What is happening in the US is happening in Australia. But to use the US corporate bond market to make the point:- US corporate bonds are seeing less price movement than Treasuries, making the securities in some sense safer than their government counterparts, an unusual turn of events that seems to be stoking high valuations (historically low spreads) for company debt.

Since its mid-January high of 4.8%, the US 10-year treasury note has fallen by more than 50 basis points. Not only that, the decline has also been a story of whiplash. In contrast, US corporate bonds, both IG and HY, have been a relative sea of calm. While spreads are at near historical lows, investors are all in on yields, rationalising that the yields, tied with strong fundamentals and technical, are attractive enough to more than offset any perceived probable risk of spread widening.

Yes, there are cyclical factors at play regarding balance sheet strength and earnings outlook. But more importantly, there are multi-year structural factors that have shaped the IG and HY markets. Both are combining to suggest that 2025 may indeed be the year of bonds. And guess what? Inverse correlations between bonds and equities have been back for 6-months now after having been absent, effectively, for over 20-years since the beginning of 2003.

Structurally, both the IG and HY markets have been migrating up the credit ratings spectrum. In IG, Triple B’s are at a much lower percentage than it used to be while single A’s have increased. In HY, today’s market consists of 53% in BBs, compared to 38% pre–Global Financial Crisis. The transition to higher quality credit has been a multi-year dynamic, with lower quality credits generally transitioning to either private credit and/or leveraged loans.
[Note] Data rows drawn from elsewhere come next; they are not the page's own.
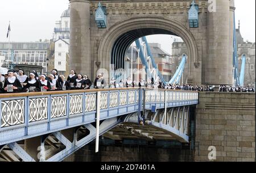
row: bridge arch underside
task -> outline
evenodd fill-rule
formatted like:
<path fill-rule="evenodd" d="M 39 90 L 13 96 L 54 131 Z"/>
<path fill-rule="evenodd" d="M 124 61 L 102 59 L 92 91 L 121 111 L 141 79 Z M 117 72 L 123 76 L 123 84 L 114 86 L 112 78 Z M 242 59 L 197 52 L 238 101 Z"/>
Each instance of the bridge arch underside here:
<path fill-rule="evenodd" d="M 115 70 L 124 69 L 125 55 L 129 46 L 142 37 L 156 34 L 176 35 L 170 31 L 159 28 L 141 28 L 130 31 L 121 36 L 115 41 L 111 53 L 111 64 L 114 64 Z"/>
<path fill-rule="evenodd" d="M 110 64 L 115 64 L 115 69 L 122 68 L 126 50 L 131 43 L 141 37 L 155 34 L 176 35 L 183 40 L 187 48 L 188 75 L 195 78 L 192 75 L 199 60 L 193 34 L 179 22 L 159 17 L 131 18 L 111 27 L 100 44 L 98 61 L 101 62 L 100 68 L 109 71 Z"/>

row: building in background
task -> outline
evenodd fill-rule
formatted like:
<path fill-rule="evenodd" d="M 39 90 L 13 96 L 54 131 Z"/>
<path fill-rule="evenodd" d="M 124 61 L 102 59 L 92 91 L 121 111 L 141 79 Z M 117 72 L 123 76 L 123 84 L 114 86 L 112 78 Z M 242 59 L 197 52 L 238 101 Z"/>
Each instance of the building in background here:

But it is the technical structural factors that are most interesting. And the technicals in corporate debt are particularly strong. This is despite spreads being exceptionally tight. But there a several key reasons why spreads are historically tight and likely to remains so.

Firstly, the liquidity of the bond market is better than it’s ever been. The invention of the portfolio trade, the easy way to move baskets of bonds back and forth between investors and dealers and ETFs has enhanced liquidity and reduced the enhanced premium that investors need to own credit.

Secondly, as noted above, credit quality is higher than it’s ever been or better than it’s been recently, and particularly at the lower end of the market.

Thirdly, the duration of the bonds is significantly shorter than it has been in the past and by about two years. The shorter the bonds, the less spread an investor should require in order to be compensated out of treasuries.

One of the more widely-used measures of corporate risk, swap-to-bond spreads, largely finished a touch higher.

Figure 1 : Australian Corporate Bond Spreads 

Source: S&P Global 

Another measure, the cost of credit default swap premiums, declined over the week. The Australian credit default swap index, the iTraxx Australia Series 42, decreased by 5.00 points to 67.00 points.